Seprod selling sugar factory, gains markets for grains
Seprod’s grain joint venture has opened up export markets in four regional countries in the near two years that it has been in operation.
And while Seprod CEO Richard Pandohie was not specific on the details, he said the payback on the more than $3 billion invested in the grain and flour mill is ahead of the five-year schedule originally forecast by the Jamaican company and its American partner Seaboard.
Seprod is looking for gains in the grain market just as it is closing the chapter on its failed adventure with sugar.
The factory at Duckenfield in St Thomas has been placed on the market for sale, said Pandohie, and Seprod has tapped PricewaterhouseCoopers (PWC) to find them a buyer for, they hope, the full operation.
The price being sought was not disclosed.
“We’ve engaged PwC to sell the factory. The best-case scenario is that someone could come forward to buy the assets and continue the operation. The cane in the fields is being maintained along with other things, because you never say never, since someone might have an interest,” he said.
In the meantime, Pandohie is reporting a threefold increase in the volume of exports of milled products produced at the Jamaica Grains & Cereals plant at Felix Fox Boulevard in Kingston.
“It is growing nicely, and the best part is that the export is growing,” Pandohie said, as he fielded questions on Seprod’s half-year financial results from the Financial Gleaner.
“We’re exporting to Colombia, Haiti, Trinidad & Tobago and Barbados, and while we have a watchful eye on geopolitical, input pricing, and foreign exchange considerations, we are tracking ahead of projections for the mills.”
He adds that while the Gold Seal wheat products produced at Felix Fox have been gaining traction in the Jamaican market, Seprod views a robust penetration of export markets as critical to the mill’s viability.
He reported that at half-year ending June, exports totalled $95 million, which is nearly three times more than the $34 million earned from exports over the similar period in 2018.
“Production in the Jamaican economy makes no sense if we’re not exporting. For the average manufacturing operation, about 85 per cent of the input is imported, so we have to export in order to offset that bill,” said Pandohie.
“Critical to the operation of the mill is getting into other value-added areas like gluten-free products, and so on,” he said, while disclosing that partnership talks were under way that could lead to expansion into new markets for Jamaica Grains overseas.
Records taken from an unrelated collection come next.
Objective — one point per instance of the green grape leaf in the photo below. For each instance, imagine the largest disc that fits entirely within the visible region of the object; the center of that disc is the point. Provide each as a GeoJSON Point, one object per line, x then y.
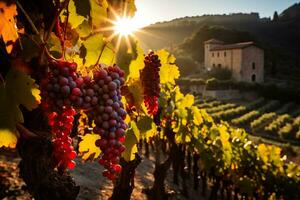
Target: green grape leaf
{"type": "Point", "coordinates": [169, 72]}
{"type": "Point", "coordinates": [130, 143]}
{"type": "Point", "coordinates": [88, 148]}
{"type": "Point", "coordinates": [18, 89]}
{"type": "Point", "coordinates": [98, 12]}
{"type": "Point", "coordinates": [74, 19]}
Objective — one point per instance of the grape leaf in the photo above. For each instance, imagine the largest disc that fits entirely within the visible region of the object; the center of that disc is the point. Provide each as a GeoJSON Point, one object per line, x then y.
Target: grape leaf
{"type": "Point", "coordinates": [7, 138]}
{"type": "Point", "coordinates": [96, 46]}
{"type": "Point", "coordinates": [84, 29]}
{"type": "Point", "coordinates": [8, 28]}
{"type": "Point", "coordinates": [130, 143]}
{"type": "Point", "coordinates": [88, 148]}
{"type": "Point", "coordinates": [74, 19]}
{"type": "Point", "coordinates": [144, 124]}
{"type": "Point", "coordinates": [168, 70]}
{"type": "Point", "coordinates": [136, 89]}
{"type": "Point", "coordinates": [197, 117]}
{"type": "Point", "coordinates": [98, 12]}
{"type": "Point", "coordinates": [18, 89]}
{"type": "Point", "coordinates": [137, 64]}
{"type": "Point", "coordinates": [22, 89]}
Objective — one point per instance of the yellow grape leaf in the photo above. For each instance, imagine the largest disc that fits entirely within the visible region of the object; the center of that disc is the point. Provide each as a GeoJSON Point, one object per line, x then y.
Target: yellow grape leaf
{"type": "Point", "coordinates": [137, 64]}
{"type": "Point", "coordinates": [18, 89]}
{"type": "Point", "coordinates": [22, 89]}
{"type": "Point", "coordinates": [187, 101]}
{"type": "Point", "coordinates": [8, 28]}
{"type": "Point", "coordinates": [98, 12]}
{"type": "Point", "coordinates": [130, 143]}
{"type": "Point", "coordinates": [74, 19]}
{"type": "Point", "coordinates": [197, 117]}
{"type": "Point", "coordinates": [96, 47]}
{"type": "Point", "coordinates": [7, 138]}
{"type": "Point", "coordinates": [263, 153]}
{"type": "Point", "coordinates": [136, 89]}
{"type": "Point", "coordinates": [168, 70]}
{"type": "Point", "coordinates": [84, 29]}
{"type": "Point", "coordinates": [88, 148]}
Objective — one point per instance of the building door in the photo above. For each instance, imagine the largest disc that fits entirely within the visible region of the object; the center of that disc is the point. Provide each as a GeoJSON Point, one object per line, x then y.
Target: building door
{"type": "Point", "coordinates": [253, 77]}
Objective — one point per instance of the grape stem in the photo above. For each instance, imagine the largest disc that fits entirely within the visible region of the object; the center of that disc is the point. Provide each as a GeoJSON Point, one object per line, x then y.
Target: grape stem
{"type": "Point", "coordinates": [1, 78]}
{"type": "Point", "coordinates": [25, 133]}
{"type": "Point", "coordinates": [65, 28]}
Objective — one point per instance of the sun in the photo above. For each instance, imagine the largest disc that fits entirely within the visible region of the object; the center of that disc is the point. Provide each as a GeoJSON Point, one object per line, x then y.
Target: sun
{"type": "Point", "coordinates": [125, 26]}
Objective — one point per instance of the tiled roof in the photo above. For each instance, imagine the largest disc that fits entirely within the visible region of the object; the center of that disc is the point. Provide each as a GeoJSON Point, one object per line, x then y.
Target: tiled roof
{"type": "Point", "coordinates": [232, 46]}
{"type": "Point", "coordinates": [213, 41]}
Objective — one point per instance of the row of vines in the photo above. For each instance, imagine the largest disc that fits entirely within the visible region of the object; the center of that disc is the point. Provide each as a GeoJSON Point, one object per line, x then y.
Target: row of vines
{"type": "Point", "coordinates": [270, 119]}
{"type": "Point", "coordinates": [66, 78]}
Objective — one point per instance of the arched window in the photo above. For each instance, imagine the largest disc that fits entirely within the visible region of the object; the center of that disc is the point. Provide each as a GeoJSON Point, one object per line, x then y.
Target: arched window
{"type": "Point", "coordinates": [253, 77]}
{"type": "Point", "coordinates": [253, 65]}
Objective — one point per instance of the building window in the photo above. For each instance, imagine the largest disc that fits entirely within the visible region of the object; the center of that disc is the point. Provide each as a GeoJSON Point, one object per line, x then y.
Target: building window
{"type": "Point", "coordinates": [253, 77]}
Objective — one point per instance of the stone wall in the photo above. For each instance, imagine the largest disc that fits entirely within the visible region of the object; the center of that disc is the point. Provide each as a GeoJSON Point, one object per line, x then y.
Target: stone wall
{"type": "Point", "coordinates": [252, 55]}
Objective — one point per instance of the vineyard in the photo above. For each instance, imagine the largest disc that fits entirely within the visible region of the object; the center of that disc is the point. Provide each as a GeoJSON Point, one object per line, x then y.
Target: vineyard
{"type": "Point", "coordinates": [266, 118]}
{"type": "Point", "coordinates": [76, 95]}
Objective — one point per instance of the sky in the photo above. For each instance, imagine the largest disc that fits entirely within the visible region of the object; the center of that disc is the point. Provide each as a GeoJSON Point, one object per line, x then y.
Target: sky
{"type": "Point", "coordinates": [151, 11]}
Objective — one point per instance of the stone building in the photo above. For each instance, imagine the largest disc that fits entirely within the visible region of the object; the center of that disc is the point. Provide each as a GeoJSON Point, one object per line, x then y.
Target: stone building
{"type": "Point", "coordinates": [245, 60]}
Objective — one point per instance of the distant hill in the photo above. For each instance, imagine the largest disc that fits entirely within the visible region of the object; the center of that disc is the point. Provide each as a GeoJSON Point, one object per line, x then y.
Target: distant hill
{"type": "Point", "coordinates": [185, 36]}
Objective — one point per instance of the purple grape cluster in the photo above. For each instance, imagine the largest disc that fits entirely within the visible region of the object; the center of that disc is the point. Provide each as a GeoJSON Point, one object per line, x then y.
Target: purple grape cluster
{"type": "Point", "coordinates": [109, 116]}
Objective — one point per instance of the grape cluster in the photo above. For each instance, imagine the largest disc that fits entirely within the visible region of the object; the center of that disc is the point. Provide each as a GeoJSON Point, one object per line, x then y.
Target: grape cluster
{"type": "Point", "coordinates": [150, 81]}
{"type": "Point", "coordinates": [57, 88]}
{"type": "Point", "coordinates": [109, 116]}
{"type": "Point", "coordinates": [63, 91]}
{"type": "Point", "coordinates": [62, 124]}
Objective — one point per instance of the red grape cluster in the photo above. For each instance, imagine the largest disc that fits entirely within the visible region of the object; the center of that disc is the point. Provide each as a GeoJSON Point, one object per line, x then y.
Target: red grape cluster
{"type": "Point", "coordinates": [150, 81]}
{"type": "Point", "coordinates": [57, 89]}
{"type": "Point", "coordinates": [62, 124]}
{"type": "Point", "coordinates": [109, 118]}
{"type": "Point", "coordinates": [63, 90]}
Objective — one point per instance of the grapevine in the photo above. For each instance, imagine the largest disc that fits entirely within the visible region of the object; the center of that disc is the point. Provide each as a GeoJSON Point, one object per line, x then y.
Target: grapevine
{"type": "Point", "coordinates": [150, 82]}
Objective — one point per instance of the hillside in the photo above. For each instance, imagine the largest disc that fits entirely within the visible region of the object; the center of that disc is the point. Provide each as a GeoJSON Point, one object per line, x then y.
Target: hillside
{"type": "Point", "coordinates": [185, 36]}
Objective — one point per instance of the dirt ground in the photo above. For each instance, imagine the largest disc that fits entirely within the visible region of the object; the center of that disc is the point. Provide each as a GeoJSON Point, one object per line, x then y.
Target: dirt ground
{"type": "Point", "coordinates": [93, 186]}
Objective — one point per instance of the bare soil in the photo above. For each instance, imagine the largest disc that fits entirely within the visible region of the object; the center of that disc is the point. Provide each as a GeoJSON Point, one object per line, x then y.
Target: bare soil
{"type": "Point", "coordinates": [93, 186]}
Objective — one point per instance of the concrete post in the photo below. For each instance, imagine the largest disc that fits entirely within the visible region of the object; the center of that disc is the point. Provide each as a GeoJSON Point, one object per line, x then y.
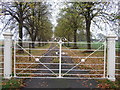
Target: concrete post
{"type": "Point", "coordinates": [111, 57]}
{"type": "Point", "coordinates": [7, 55]}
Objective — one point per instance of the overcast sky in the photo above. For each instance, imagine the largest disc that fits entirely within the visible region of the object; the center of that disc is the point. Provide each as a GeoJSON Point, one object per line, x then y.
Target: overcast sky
{"type": "Point", "coordinates": [58, 4]}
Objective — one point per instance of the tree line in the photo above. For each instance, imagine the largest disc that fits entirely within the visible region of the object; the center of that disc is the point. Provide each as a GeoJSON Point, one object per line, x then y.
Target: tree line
{"type": "Point", "coordinates": [76, 19]}
{"type": "Point", "coordinates": [32, 19]}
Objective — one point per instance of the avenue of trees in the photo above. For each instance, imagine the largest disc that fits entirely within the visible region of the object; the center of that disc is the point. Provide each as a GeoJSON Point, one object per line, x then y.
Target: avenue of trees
{"type": "Point", "coordinates": [32, 19]}
{"type": "Point", "coordinates": [78, 16]}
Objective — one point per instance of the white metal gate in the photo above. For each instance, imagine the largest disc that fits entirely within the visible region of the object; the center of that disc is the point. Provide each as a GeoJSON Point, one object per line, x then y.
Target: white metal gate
{"type": "Point", "coordinates": [59, 60]}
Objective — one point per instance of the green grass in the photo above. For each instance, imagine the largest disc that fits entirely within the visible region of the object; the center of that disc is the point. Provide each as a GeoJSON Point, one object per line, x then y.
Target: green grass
{"type": "Point", "coordinates": [109, 84]}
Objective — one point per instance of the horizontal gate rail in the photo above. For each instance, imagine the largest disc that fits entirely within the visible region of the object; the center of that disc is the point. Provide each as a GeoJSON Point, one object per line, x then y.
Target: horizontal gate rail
{"type": "Point", "coordinates": [57, 56]}
{"type": "Point", "coordinates": [58, 49]}
{"type": "Point", "coordinates": [58, 69]}
{"type": "Point", "coordinates": [61, 63]}
{"type": "Point", "coordinates": [66, 77]}
{"type": "Point", "coordinates": [117, 63]}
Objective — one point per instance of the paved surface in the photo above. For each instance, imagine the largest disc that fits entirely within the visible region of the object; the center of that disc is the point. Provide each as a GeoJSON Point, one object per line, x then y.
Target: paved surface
{"type": "Point", "coordinates": [58, 83]}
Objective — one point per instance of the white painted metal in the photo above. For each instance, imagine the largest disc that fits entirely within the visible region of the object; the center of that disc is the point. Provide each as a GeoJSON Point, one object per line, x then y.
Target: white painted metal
{"type": "Point", "coordinates": [35, 58]}
{"type": "Point", "coordinates": [7, 55]}
{"type": "Point", "coordinates": [61, 63]}
{"type": "Point", "coordinates": [105, 59]}
{"type": "Point", "coordinates": [111, 57]}
{"type": "Point", "coordinates": [84, 58]}
{"type": "Point", "coordinates": [14, 58]}
{"type": "Point", "coordinates": [59, 74]}
{"type": "Point", "coordinates": [60, 56]}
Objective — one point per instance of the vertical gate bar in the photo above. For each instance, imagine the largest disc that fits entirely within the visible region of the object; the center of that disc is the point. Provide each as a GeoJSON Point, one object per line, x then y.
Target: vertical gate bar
{"type": "Point", "coordinates": [111, 56]}
{"type": "Point", "coordinates": [14, 58]}
{"type": "Point", "coordinates": [104, 75]}
{"type": "Point", "coordinates": [60, 43]}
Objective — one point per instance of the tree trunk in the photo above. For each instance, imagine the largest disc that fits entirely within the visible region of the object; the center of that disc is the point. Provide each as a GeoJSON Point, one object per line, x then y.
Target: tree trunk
{"type": "Point", "coordinates": [68, 41]}
{"type": "Point", "coordinates": [88, 23]}
{"type": "Point", "coordinates": [75, 38]}
{"type": "Point", "coordinates": [20, 33]}
{"type": "Point", "coordinates": [20, 27]}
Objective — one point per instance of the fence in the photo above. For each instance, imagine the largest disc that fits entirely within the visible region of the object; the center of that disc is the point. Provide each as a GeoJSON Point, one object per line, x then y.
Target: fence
{"type": "Point", "coordinates": [108, 65]}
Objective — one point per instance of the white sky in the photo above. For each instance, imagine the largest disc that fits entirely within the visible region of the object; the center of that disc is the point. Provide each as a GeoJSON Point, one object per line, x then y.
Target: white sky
{"type": "Point", "coordinates": [56, 6]}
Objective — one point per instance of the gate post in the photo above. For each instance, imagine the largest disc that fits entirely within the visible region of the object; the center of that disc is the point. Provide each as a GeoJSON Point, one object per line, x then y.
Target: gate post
{"type": "Point", "coordinates": [111, 57]}
{"type": "Point", "coordinates": [7, 55]}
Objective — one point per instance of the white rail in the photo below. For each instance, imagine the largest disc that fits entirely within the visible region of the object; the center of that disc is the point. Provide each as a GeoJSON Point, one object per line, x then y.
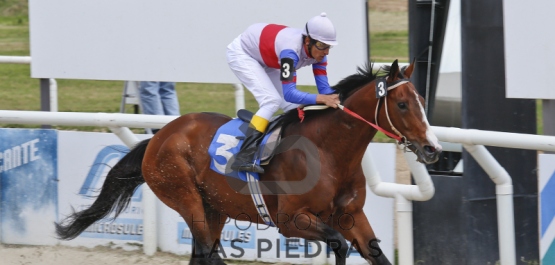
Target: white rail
{"type": "Point", "coordinates": [15, 59]}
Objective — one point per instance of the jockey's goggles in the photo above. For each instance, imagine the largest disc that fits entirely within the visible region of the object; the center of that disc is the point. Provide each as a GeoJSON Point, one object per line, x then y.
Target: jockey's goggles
{"type": "Point", "coordinates": [321, 46]}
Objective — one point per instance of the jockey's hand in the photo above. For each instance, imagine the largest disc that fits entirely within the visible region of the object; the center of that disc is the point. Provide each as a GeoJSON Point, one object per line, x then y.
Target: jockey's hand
{"type": "Point", "coordinates": [330, 100]}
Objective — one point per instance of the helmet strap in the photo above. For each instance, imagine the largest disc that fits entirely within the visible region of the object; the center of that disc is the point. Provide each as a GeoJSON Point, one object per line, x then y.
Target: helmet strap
{"type": "Point", "coordinates": [309, 47]}
{"type": "Point", "coordinates": [311, 41]}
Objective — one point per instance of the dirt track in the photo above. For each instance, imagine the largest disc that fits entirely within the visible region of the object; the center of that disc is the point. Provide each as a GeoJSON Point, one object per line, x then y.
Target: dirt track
{"type": "Point", "coordinates": [385, 16]}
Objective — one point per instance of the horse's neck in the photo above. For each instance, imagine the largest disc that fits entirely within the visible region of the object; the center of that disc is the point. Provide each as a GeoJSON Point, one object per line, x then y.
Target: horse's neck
{"type": "Point", "coordinates": [343, 136]}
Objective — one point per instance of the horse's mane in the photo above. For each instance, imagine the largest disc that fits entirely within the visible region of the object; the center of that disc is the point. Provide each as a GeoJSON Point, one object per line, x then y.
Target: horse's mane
{"type": "Point", "coordinates": [344, 88]}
Seprod, the maker of Eve, Serge, Delite and Miracle products, grew six-month revenue by $7 billion or 70 per cent to $17.69 billion, driven by the acquisition of the Facey Consumer Division late last year, the company said.
Through the Facey acquisition, Seprod is repositioning as a heavyweight in the distribution trade and has pumped $1.2 billion into a 200,000-square-foot warehouse to be opened by month end August.
Despite strong sales, profit slipped for the conglomerate by $45 million or eight per cent to $553 million at half-year. Some of that fallout related to the loss-making sugar operation on which Seprod took a $330-million hit in the period, as well as $185 million in one-off expenses related to the consolidation of the company’s dairy business during the same period.
The company closed its dairy plant in St Thomas and merged the operations with its condensary at Bog Walk in St Catherine.
Pandohie says Seprod followed the requirement of a one-year notice period for the factory closure, which ended up impacting output at the plant. Just about 100 jobs were lost.
“I know we did the right thing in telegraphing and communication the closure, but it did have an impact in that it was the worst performance in the factory’s history. While it was disappointing, under the circumstances, we understand,” he said.
As for the sugar business operated through subsidiary Golden Grove, which was also based in St Thomas, Seprod has disclosed about $4 billion of losses over time before announcing last year that it was exiting the investment first made in 2009.
Pressed as to whether the current $330 million cash burn at the Duckenfield factory was the last of the fall out, Pandohie said the sugar plant was just closed in July and more expenses would be booked in the third quarter.
“The redundancies will not come in until the third quarter results are in. We had $70 million for redundancy payments paid in July. We don’t know what our auditors may advise in terms of certain charges, but whatever it is we’ve cleaned up Golden Grove now, so the cash burn and such are a thing of the past,” he said.